One of the things in software development that usually has a long feedback loop is integration testing. So many developers are pushing their code and then later check if the tests pass. What if we could cache the test results? Then, at least for most small changes, most tests wouldn’t run. We can only dream of the productivity and morale gains by pushing the code and seeing CI green within seconds.
As part of my building my own programming language, I’ve been thinking about what it would take to achieve this dream. The compiler can determine what code changed and what tests depend on that code, in order to invalidate the cache. The missing piece to make it safe for unit tests is to make them forcefully deterministic. But we don’t have the same luxury for integration tests. If I use a database and upgrade the database version, the compiler of my programming language has no way of knowing that the tests related to that integration should run again.
The Go programming language suffers from this exact problem. There’s no (automatic; without programmer intervention/discipline) way to distinguish between tests that rely on outside state and ones that don’t. So, while there is test caching, most people I know professionally working with the language always run all of their tests. They don’t leverage the cache at all.
So what would it take to cache integration test results and not think it’s eroding software quality? As you might’ve guessed, I don’t have a silver bullet. But if we look at the individual problems, we might get somewhere.
Problem 1: depending on external systems
Your code might be exactly the same, but system you’re integrating with has changed. The example above of updating database version falls into this category. A similar problem, which is way more common and way more likely to break your tests, is changing your database schema.
How about we add those in a configuration file?

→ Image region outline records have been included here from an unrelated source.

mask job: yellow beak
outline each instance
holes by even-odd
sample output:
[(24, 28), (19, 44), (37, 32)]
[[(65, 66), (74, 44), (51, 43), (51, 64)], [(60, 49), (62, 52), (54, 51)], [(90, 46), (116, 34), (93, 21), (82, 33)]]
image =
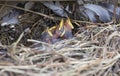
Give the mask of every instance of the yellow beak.
[(59, 30), (62, 29), (63, 25), (64, 25), (64, 21), (63, 21), (63, 19), (61, 19), (60, 24), (59, 24)]
[(67, 19), (66, 23), (72, 28), (74, 29), (74, 26), (72, 25), (70, 18)]

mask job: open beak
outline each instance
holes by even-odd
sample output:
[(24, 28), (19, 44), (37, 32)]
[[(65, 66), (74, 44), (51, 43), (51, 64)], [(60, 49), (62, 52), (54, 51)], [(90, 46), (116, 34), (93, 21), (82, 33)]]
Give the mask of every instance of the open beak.
[(61, 30), (63, 26), (64, 26), (64, 21), (63, 19), (61, 19), (60, 24), (59, 24), (59, 30)]
[(66, 24), (71, 28), (71, 29), (74, 29), (74, 26), (72, 25), (71, 21), (70, 21), (70, 18), (68, 18), (66, 20)]
[(52, 32), (51, 32), (51, 30), (49, 29), (49, 28), (47, 28), (47, 33), (52, 37), (53, 36), (53, 34), (52, 34)]

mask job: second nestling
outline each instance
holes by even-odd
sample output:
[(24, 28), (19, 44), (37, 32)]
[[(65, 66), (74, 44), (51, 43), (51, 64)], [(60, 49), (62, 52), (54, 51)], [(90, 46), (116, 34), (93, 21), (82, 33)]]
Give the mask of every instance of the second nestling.
[(72, 29), (74, 29), (74, 26), (69, 18), (66, 21), (61, 19), (59, 25), (47, 28), (41, 34), (41, 40), (47, 43), (55, 43), (63, 39), (72, 38)]

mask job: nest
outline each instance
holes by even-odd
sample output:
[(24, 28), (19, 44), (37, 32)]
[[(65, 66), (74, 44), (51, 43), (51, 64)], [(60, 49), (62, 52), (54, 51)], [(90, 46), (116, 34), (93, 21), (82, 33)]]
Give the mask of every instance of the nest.
[[(37, 16), (32, 17), (37, 19)], [(34, 30), (32, 34), (26, 35), (22, 26), (16, 26), (21, 31), (15, 32), (15, 40), (5, 42), (9, 45), (0, 44), (0, 75), (120, 76), (120, 24), (78, 20), (73, 23), (78, 30), (74, 37), (54, 44), (35, 37), (39, 37), (42, 30), (38, 30), (46, 25), (43, 17), (29, 25)], [(4, 34), (2, 36), (8, 38)], [(39, 45), (26, 46), (27, 43)]]

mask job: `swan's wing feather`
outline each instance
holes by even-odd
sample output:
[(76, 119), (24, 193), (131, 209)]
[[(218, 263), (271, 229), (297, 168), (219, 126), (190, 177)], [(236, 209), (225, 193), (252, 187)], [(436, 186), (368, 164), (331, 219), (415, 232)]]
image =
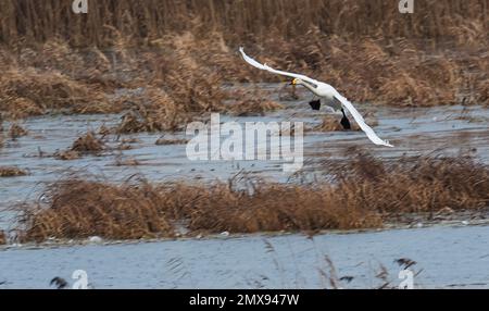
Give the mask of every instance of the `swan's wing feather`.
[(377, 136), (377, 134), (375, 134), (374, 129), (372, 129), (372, 127), (369, 127), (365, 123), (365, 120), (363, 119), (363, 116), (360, 114), (360, 112), (353, 107), (353, 104), (348, 99), (346, 99), (344, 97), (342, 97), (339, 94), (336, 95), (335, 98), (338, 99), (342, 103), (342, 105), (351, 113), (353, 119), (359, 124), (360, 128), (362, 128), (362, 130), (365, 132), (366, 136), (368, 137), (368, 139), (372, 140), (372, 142), (374, 142), (375, 145), (393, 147), (392, 145), (389, 144), (389, 141), (381, 140)]
[(259, 70), (267, 71), (267, 72), (271, 72), (271, 73), (274, 73), (274, 74), (277, 74), (277, 75), (283, 75), (283, 76), (288, 76), (288, 77), (299, 78), (299, 79), (302, 79), (302, 80), (304, 80), (304, 82), (309, 82), (309, 83), (314, 84), (314, 85), (317, 85), (317, 83), (318, 83), (317, 80), (315, 80), (315, 79), (313, 79), (313, 78), (310, 78), (310, 77), (308, 77), (308, 76), (301, 75), (301, 74), (294, 74), (294, 73), (288, 73), (288, 72), (277, 71), (277, 70), (274, 70), (274, 69), (271, 67), (271, 66), (267, 66), (266, 64), (261, 64), (261, 63), (256, 62), (255, 60), (253, 60), (252, 58), (250, 58), (249, 55), (247, 55), (247, 54), (244, 53), (243, 48), (239, 48), (239, 51), (241, 52), (242, 58), (244, 59), (244, 61), (246, 61), (247, 63), (249, 63), (250, 65), (252, 65), (253, 67), (256, 67), (256, 69), (259, 69)]

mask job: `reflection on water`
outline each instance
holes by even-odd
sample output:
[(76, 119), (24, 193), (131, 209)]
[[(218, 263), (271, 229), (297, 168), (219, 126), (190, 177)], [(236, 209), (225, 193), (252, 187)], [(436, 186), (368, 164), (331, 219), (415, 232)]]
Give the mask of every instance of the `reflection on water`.
[[(261, 85), (271, 90), (278, 101), (277, 85)], [(284, 102), (285, 110), (266, 116), (222, 117), (222, 122), (284, 122), (302, 121), (306, 128), (321, 124), (327, 110), (310, 110), (309, 95), (301, 94), (301, 100)], [(229, 103), (233, 104), (233, 103)], [(369, 142), (362, 132), (306, 132), (304, 137), (304, 171), (314, 175), (321, 160), (341, 160), (348, 147), (362, 147), (375, 156), (396, 159), (403, 154), (419, 153), (456, 154), (460, 149), (472, 150), (482, 161), (489, 162), (489, 109), (481, 107), (438, 107), (438, 108), (390, 108), (369, 104), (356, 104), (363, 113), (372, 112), (378, 119), (376, 133), (390, 140), (396, 148), (377, 147)], [(103, 175), (108, 181), (118, 182), (133, 174), (142, 174), (153, 182), (166, 181), (226, 181), (239, 172), (251, 176), (286, 182), (288, 175), (283, 172), (280, 162), (261, 161), (218, 161), (191, 162), (186, 157), (185, 145), (156, 146), (161, 134), (139, 134), (122, 136), (137, 138), (133, 149), (108, 151), (98, 157), (83, 157), (73, 161), (60, 161), (52, 154), (70, 148), (73, 141), (87, 130), (97, 130), (101, 125), (114, 126), (121, 115), (57, 115), (29, 119), (23, 123), (29, 135), (17, 141), (8, 140), (0, 149), (0, 165), (16, 165), (27, 170), (28, 176), (0, 178), (0, 208), (7, 208), (26, 199), (36, 199), (42, 192), (46, 183), (51, 183), (66, 174), (66, 171), (79, 171)], [(9, 124), (4, 124), (5, 127)], [(184, 134), (173, 135), (186, 138)], [(115, 137), (108, 138), (109, 146), (120, 142)], [(40, 156), (45, 157), (40, 157)], [(123, 161), (121, 161), (121, 159)], [(120, 166), (117, 161), (136, 159), (139, 165)], [(3, 216), (5, 214), (3, 213)], [(1, 222), (1, 220), (0, 220)]]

[integration.dependencies]
postgres = "16.0"
latest_db_update_file_name = "321.up.sql"
Then we could have specific tests depend on specific dependencies and the programming language test runner would check the version on the file against the version the tests used. We could have special CLI commands to set the version, to make it easy to use.
This dependency on configuration might require some discipline and/or CI work, but it might easy to use enough that it becomes enjoyable to use.

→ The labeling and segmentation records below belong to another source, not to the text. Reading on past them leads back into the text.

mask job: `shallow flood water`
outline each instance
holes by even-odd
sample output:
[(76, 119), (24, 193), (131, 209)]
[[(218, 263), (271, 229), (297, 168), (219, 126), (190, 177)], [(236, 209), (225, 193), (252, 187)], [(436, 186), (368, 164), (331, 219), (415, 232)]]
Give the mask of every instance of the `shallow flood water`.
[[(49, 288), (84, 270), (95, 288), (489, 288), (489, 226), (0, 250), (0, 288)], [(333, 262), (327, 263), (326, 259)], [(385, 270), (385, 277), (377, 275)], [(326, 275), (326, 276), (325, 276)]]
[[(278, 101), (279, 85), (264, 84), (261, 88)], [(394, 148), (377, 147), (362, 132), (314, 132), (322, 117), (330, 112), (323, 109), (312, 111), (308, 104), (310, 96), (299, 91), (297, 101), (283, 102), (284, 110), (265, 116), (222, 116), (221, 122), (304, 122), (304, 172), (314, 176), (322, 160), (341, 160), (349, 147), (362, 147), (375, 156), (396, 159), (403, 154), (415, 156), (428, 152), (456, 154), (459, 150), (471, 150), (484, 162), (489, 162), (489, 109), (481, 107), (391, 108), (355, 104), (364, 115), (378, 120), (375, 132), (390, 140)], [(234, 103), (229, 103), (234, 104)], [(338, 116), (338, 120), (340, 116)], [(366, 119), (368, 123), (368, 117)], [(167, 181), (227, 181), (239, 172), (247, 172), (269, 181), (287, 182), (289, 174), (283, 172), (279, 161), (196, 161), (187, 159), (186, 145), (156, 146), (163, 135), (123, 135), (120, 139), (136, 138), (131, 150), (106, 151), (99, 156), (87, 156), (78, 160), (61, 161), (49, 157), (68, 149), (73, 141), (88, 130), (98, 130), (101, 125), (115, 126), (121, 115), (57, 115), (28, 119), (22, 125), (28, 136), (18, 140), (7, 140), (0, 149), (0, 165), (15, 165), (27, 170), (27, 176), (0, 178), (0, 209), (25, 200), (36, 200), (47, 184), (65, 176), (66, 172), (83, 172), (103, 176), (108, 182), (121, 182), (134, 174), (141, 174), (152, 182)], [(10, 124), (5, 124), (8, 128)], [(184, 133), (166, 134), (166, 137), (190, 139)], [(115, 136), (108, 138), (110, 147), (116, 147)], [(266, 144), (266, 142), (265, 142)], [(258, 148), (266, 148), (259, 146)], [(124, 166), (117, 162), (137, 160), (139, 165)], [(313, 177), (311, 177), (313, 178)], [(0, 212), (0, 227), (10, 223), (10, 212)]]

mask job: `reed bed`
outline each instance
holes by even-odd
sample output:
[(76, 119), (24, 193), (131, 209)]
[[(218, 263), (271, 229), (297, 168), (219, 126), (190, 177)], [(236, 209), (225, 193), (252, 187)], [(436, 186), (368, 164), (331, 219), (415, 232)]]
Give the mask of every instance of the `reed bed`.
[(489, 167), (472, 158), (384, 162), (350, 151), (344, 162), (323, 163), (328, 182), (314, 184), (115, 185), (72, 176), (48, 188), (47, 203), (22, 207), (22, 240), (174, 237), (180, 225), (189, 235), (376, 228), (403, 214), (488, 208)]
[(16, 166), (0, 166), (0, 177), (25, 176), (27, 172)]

But what about when a vendor updates their software? Well, if a third party service you depend on, that you’re integrating through calls to a REST API, makes changes to their production system… Integration tests wouldn’t save you there. But we can always keep a date for the version and re-run all the relevant tests.
[integration.dependencies]
last_known_stripe_api_update = "2024-05-03"
Not perfect. But, perhaps, good enough?
Problem 2: a test might be flaky
This is a bit more tricky to have a holistic view of. Why is the test flaky? Is it because test order matters? Is it because two tests running concurrently interfere with each other? Is it because it waits for something with a timeout and the timeout is seldom enough?
I think we definitely need control over concurrency. Some integrations have flows that only work if a certain action is preceded by another action. We can only guarantee that if we’re not running other tests that might interfere with that. So, like the dependency versions, we need another sort of tag, that has a concurrency limit, and have the test runner know how to handle it.
[integration.concurrency]
message_queue_push_and_pull = 1
That covers the concurrency scenario, but much more can be happening. We don’t want to run all of the tests all of the time, but maybe we can add some randomness here and run some? We could add a couple of mechanisms, leaving their configuration to the language user:
Pick 1/X tests and invalidate their cached result
Pick 1/X tests to be ran twice in the same test run
[integration.run]
randomly_invalidate = 2
randomly_run_twice_one_in = 100
With this example configuration, on every test run:
two tests would have their previously cached results invalidated (thus re-ran)
there’s a 1% chance that a test runs twice during a test run
A bit of chaos helps everyone to sleep better at night.
When these mechanisms are actually in use then I’ll probably come across things that don’t feel as good in practice as one hoped and obviously iterate from there. As of today, this sounds good enough to me for an MVP. Tomorrow I might have changed my mind.